Ode to V
If you've read some of my previous articles, you'd know I have a day job (aside from my mom job) for ten hours a day during weekdays. If this is the first article you're reading of mine, welcome! And that's my scenario. Now that we're all on the same page, I'll just get down to it.
In my office works a woman we'll call V. Another thing we can call V: my saving grace Monday through Friday.
V is one of the first people I see in the office. No matter how busy things are, she always passes by me with a beaming smile and a heart-felt "good morning!" This may not sound like much to you, but this isn't the status quo in my office. Co-workers often go all day without communicating socially accepted greetings or salutations, such as good morning or good night. No, I'm not kidding. It's just the nature of the business I'm in.
Which brings me back to V's good morning and why it stands out. In the same way that my morning coffee cup (make that three cups) gets me going, V's "good morning" warms my heart. It's become a workday staple I've grown attached to and don't think I can go without.

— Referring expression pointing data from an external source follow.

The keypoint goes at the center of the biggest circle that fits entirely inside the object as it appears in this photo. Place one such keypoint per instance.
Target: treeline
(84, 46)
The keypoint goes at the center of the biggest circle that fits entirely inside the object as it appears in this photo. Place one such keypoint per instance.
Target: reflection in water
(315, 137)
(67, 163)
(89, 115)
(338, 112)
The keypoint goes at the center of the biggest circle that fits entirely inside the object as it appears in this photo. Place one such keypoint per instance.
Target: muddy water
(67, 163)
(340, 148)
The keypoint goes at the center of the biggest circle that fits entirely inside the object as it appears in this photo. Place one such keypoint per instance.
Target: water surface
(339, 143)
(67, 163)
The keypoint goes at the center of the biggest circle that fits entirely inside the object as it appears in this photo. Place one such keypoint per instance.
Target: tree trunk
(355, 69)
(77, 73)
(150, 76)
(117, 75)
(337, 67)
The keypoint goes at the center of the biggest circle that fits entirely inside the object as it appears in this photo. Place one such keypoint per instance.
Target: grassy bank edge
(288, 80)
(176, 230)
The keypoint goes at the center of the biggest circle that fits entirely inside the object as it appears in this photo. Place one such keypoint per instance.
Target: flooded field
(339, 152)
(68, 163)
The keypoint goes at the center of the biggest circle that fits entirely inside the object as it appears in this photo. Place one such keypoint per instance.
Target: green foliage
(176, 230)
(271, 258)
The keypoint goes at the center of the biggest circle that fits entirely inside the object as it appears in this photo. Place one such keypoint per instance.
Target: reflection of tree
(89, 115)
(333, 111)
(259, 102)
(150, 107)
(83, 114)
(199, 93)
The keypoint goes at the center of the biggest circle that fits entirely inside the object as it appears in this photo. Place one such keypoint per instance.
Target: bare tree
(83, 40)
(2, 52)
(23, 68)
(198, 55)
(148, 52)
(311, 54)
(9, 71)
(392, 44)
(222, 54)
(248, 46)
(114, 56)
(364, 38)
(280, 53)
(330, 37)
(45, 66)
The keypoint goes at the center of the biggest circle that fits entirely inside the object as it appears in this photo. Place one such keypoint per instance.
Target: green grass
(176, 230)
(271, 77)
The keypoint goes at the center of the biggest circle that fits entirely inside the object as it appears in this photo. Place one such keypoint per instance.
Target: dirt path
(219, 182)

I'm embarrassed to say that I don't think I've ever told V how much it means to me, hearing her say that simple phrase each day. How uplifting it is, and how I've grown to depend on it. It's so simple really, but extremely meaningful. She sincerely wants it for me. Each and every day, V's concerned that I have a good morning. And I have to tell you, each and every day it's really nice to hear. It never gets old, and I don't think it ever will.
Beyond the good mornings, V and I have grown to become good friends. And aside from relying on her for my morning pick-me-up, I'm grateful that she provides me with wisdom, insight, and humor about my life. V is around my age, and her two children are about ten years older than my daughter, the twenty-month old. She's someone who's been where I am, and come through it not only OK, but also with style and flair. I specifically mention flair because she styles herself impeccably. When I asked her how she does it, she answered, "Easy, I don't have a toddler at home ... DUH!!!" (Did I mention she's hilarious?)
Therein lies the true beauty and essence of V. She doesn't assume that my tired face, tired clothes or frizzy hair should look any other way. According to her, my daughter essentially gives me a stylish get-out-of-jail-free card. V gets it, and she accepts me freely and without judgment...but she always has tips. And you know, quite frankly, I could use the tips, so that's OK.
I don't have to fake anything when I'm around V. She can see in my eyes if I feel triumphant or like a failure. If I'm kicking butt or am getting whipped around helplessly by life, like a piece of paper in a windstorm. And it's all OK with her. She'll listen if I need her to and won't talk to me if I don't feel like it. But she'll still pass by with her "good morning" just for me and a special arm squeeze as a bonus that day. And when I need a bigger squeeze, she is there for that too. When she hugs me, it's as though she passes on her strength, calm and common sense, and I know everything will be all right.
Everyday I try to be the best mom, woman, wife, and co-worker I can be. But I am (and perhaps always will be) a work in progress: a painting which some days is abstract and blurry and other days beautiful and vibrant, but all days perpetually changing. Each new day brings a new stroke or color to the canvas that is me. And to me, V is the easel that my painting rests on. Perhaps going unnoticed by others while they observe the beauty or mess that I am that day, but always there. Strong, full of purpose and point, and holding me securely in place. And wearing a fabulous bag and fantastic shoes. AndI am grateful for her.
V, you rock my world. Thank you for being you!